Magnus frowned, not understanding.

"That's one way of looking at a cult," Rod explained. "Somebody dreams up a new religion, or a new version of an old one, which exactly meets his own taste and whim-and, even if he's sincere, Truth is apt to get lost in the process."

Magnus nodded. "More to the point, given time he will remold his religion to assure his own power and wealth."

"Yes-and if he's mentally unstable, he'll lead all his people into lunacy."

"Say rather, delusion," Magnus offered, "yet those delusions he will present them will be most attractive ones, so that many will wish to join him-and be subject to him." He frowned. "Dust thou truly think the first of these spurious bishops, Eleazar, was so cynical as to pretend to a lie, in telling his folk the Abbot had elevated him to an episcopal see?"

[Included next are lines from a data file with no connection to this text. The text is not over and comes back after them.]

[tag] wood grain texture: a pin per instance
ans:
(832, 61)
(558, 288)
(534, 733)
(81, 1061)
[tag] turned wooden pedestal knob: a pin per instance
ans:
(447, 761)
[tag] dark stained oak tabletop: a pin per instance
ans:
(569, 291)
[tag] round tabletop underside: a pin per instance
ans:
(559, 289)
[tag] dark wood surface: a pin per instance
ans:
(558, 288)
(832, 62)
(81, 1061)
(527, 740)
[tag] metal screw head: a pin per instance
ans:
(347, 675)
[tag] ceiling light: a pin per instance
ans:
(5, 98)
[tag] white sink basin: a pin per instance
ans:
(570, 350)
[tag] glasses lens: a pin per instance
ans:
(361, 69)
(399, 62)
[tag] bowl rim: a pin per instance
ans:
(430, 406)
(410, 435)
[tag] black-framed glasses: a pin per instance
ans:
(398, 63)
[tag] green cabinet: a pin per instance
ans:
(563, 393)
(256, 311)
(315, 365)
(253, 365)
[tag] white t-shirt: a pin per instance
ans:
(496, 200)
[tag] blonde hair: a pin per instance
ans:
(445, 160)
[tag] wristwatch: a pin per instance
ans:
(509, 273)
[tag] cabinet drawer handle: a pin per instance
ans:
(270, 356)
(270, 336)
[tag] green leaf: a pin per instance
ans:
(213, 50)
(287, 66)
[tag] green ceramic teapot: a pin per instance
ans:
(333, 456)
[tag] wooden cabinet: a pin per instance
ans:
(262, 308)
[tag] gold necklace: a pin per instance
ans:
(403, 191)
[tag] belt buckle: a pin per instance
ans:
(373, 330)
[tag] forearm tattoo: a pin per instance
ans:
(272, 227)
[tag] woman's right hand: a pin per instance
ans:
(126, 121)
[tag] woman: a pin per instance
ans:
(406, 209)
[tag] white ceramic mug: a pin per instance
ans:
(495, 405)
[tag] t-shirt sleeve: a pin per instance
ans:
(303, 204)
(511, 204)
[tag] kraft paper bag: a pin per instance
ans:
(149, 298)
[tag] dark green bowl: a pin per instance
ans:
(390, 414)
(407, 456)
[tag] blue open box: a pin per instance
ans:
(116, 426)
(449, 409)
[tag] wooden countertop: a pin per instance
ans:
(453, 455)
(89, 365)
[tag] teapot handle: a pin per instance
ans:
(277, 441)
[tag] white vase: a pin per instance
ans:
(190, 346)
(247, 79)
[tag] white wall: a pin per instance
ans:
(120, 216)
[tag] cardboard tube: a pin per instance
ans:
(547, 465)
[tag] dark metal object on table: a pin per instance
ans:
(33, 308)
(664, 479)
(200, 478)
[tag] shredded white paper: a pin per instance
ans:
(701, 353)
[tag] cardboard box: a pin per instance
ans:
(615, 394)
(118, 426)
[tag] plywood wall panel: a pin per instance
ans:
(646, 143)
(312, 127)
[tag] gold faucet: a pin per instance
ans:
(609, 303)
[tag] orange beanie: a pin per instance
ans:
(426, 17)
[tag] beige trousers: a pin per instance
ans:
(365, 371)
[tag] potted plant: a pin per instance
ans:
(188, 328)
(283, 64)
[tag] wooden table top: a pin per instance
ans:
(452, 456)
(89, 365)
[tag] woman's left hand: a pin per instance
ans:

"No, now that you mention it." Rod frowned. "He probably managed to justify it to himself-other people found it easy to believe his lies, but that made him feel guilty, so he start believing them, himself."

"And thus is delusion born." Magnus nodded. "Still, for those who are content, and even happy, to live in such a community, who are we to tell them nay?"

"The ones who are supposed to be their leaders," Rod countered. "We're supposed to protect the ones who aren't happy under that system."

"And assure them the right to leave? Aye, that we should-but if that right is given, and those who dislike the theocracy are filtered out without hurt, we would be wrong to attempt to change it."

Rod heaved a sigh. "I'm afraid that's something we'll never agree on, son. I suppose I'm a bit of a fanatic, myself-I can't rest easy knowing there's a government in power that I can see only as being false, exploitative, and morally wrong."

Magnus started to contradict his father, then caught himself and forced a smile. "'Tis even as thou hast said-we will never agree."

"That's what I thought," Rod said, with a sardonic smile. "Well, if we're going to be able to protect the rights of these people tomorrow, son, we'd better get some sleep tonight. You want to take first watch, or shall I?"